(初出:不明 執筆日:2005年05月15日)
鏡の向こう側には別世界があるのだと、小さい頃から聞かされていた。
ユウキは左右が逆に映る鏡が、いつでも怖かった。
鏡に映っている自分は、実は自分ではない違う人なのではないか。
そんな風に怖れながら鏡と接していた。
いつしか成長したユウキは、幼い頃ほど鏡を怖れなくなった。
それでも時折ちらりと、不安に駆られることはある。
鏡の中で目が合う自分。
本当は違う人が自分を見ているだけではないのか。
敢えて同じ顔をし、同じ表情をし、同じ動きをし、同じ顔色をしているのではないか。
鏡の向こう側にいる人が、そうやって演じているだけではないのか。
ユウキは思わず手鏡を払い落としていた。
床に転がった手鏡を、おそるおそる拾い上げる。
覗き込んだ鏡の中。
そこには。
知らない表情で笑う自分の姿があった。
「気づいちゃったんだね。
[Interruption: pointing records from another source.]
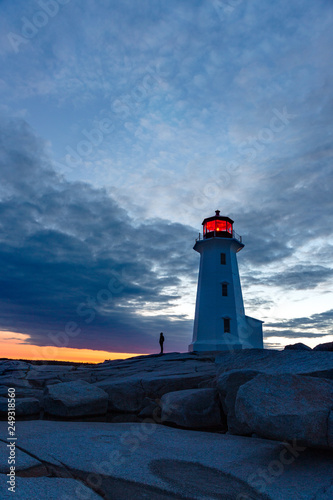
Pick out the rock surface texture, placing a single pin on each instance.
(88, 460)
(192, 408)
(75, 399)
(276, 406)
(287, 407)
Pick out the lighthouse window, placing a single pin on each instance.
(226, 325)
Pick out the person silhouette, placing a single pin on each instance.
(161, 342)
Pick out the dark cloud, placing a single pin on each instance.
(299, 277)
(316, 325)
(70, 253)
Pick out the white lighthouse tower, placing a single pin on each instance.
(220, 322)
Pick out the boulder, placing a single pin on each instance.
(23, 406)
(327, 346)
(192, 408)
(330, 429)
(151, 409)
(141, 460)
(24, 461)
(75, 399)
(312, 363)
(22, 392)
(124, 394)
(127, 394)
(228, 385)
(298, 347)
(287, 407)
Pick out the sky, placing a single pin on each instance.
(123, 124)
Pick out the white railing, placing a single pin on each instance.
(234, 235)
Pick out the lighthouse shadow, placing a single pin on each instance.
(202, 481)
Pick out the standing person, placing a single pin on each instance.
(161, 342)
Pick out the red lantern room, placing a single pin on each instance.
(217, 227)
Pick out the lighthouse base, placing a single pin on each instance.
(213, 346)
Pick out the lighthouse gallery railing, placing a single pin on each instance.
(234, 235)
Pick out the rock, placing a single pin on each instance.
(327, 346)
(287, 407)
(14, 365)
(156, 386)
(127, 394)
(151, 409)
(136, 461)
(23, 406)
(192, 408)
(228, 385)
(23, 460)
(330, 429)
(75, 399)
(298, 347)
(44, 487)
(312, 363)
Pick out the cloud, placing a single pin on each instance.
(316, 325)
(299, 277)
(70, 253)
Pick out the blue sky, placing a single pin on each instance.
(124, 124)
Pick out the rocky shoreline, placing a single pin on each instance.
(281, 401)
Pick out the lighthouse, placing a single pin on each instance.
(220, 322)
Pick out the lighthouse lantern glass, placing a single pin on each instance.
(217, 225)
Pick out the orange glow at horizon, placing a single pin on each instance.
(13, 346)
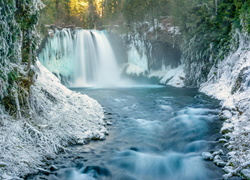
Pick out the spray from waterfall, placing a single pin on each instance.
(83, 57)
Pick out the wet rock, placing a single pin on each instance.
(80, 142)
(43, 171)
(96, 171)
(220, 152)
(102, 137)
(228, 129)
(53, 168)
(2, 164)
(245, 173)
(218, 161)
(79, 165)
(207, 156)
(223, 140)
(109, 123)
(225, 114)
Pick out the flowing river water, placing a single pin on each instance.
(157, 133)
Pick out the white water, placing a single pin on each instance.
(84, 57)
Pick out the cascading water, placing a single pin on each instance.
(84, 57)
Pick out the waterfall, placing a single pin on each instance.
(84, 57)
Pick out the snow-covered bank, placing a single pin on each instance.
(170, 76)
(58, 117)
(229, 81)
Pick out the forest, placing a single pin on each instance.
(40, 117)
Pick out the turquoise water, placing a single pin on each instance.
(158, 133)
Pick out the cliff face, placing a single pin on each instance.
(18, 44)
(38, 116)
(229, 81)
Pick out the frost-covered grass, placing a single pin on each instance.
(230, 82)
(58, 117)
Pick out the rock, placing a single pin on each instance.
(219, 162)
(225, 114)
(245, 173)
(96, 171)
(53, 168)
(109, 123)
(102, 137)
(207, 156)
(227, 129)
(220, 152)
(223, 140)
(80, 142)
(43, 171)
(2, 164)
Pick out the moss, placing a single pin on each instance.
(9, 104)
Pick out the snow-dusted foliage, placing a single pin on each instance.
(151, 47)
(229, 81)
(171, 76)
(58, 117)
(137, 56)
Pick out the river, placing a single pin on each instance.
(157, 133)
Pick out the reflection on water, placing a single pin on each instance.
(158, 133)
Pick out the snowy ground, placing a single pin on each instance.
(58, 117)
(172, 77)
(230, 82)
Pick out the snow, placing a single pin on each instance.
(137, 59)
(174, 77)
(230, 82)
(58, 117)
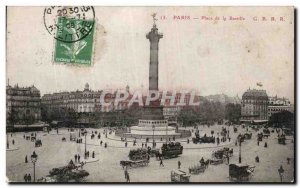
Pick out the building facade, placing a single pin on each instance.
(23, 105)
(77, 101)
(278, 104)
(254, 105)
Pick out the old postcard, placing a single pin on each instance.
(150, 94)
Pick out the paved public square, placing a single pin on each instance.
(56, 153)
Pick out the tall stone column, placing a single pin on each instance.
(153, 37)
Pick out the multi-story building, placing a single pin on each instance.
(254, 106)
(224, 99)
(79, 101)
(274, 101)
(23, 105)
(277, 104)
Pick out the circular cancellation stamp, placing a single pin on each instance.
(69, 24)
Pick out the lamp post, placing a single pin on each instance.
(240, 151)
(34, 157)
(153, 127)
(7, 142)
(280, 171)
(85, 133)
ここが別世界であることを。知らない方が幸せだったのに」
鏡の中の自分が、勝手にひとりで喋っていた。
「しょうがないね。あなたもこちらへおいで」
鏡の中の自分が知らない表情で笑い、そして手を差し延べてきた。
平らなはずの鏡の中から立体的な手が伸びてきた。
手首をつかまれ、そのままユウキは鏡の中へと引きずり込まれた。
部屋はしんと静まり返る。
まるで何事もなかったかのように、静かに空気が流れていた。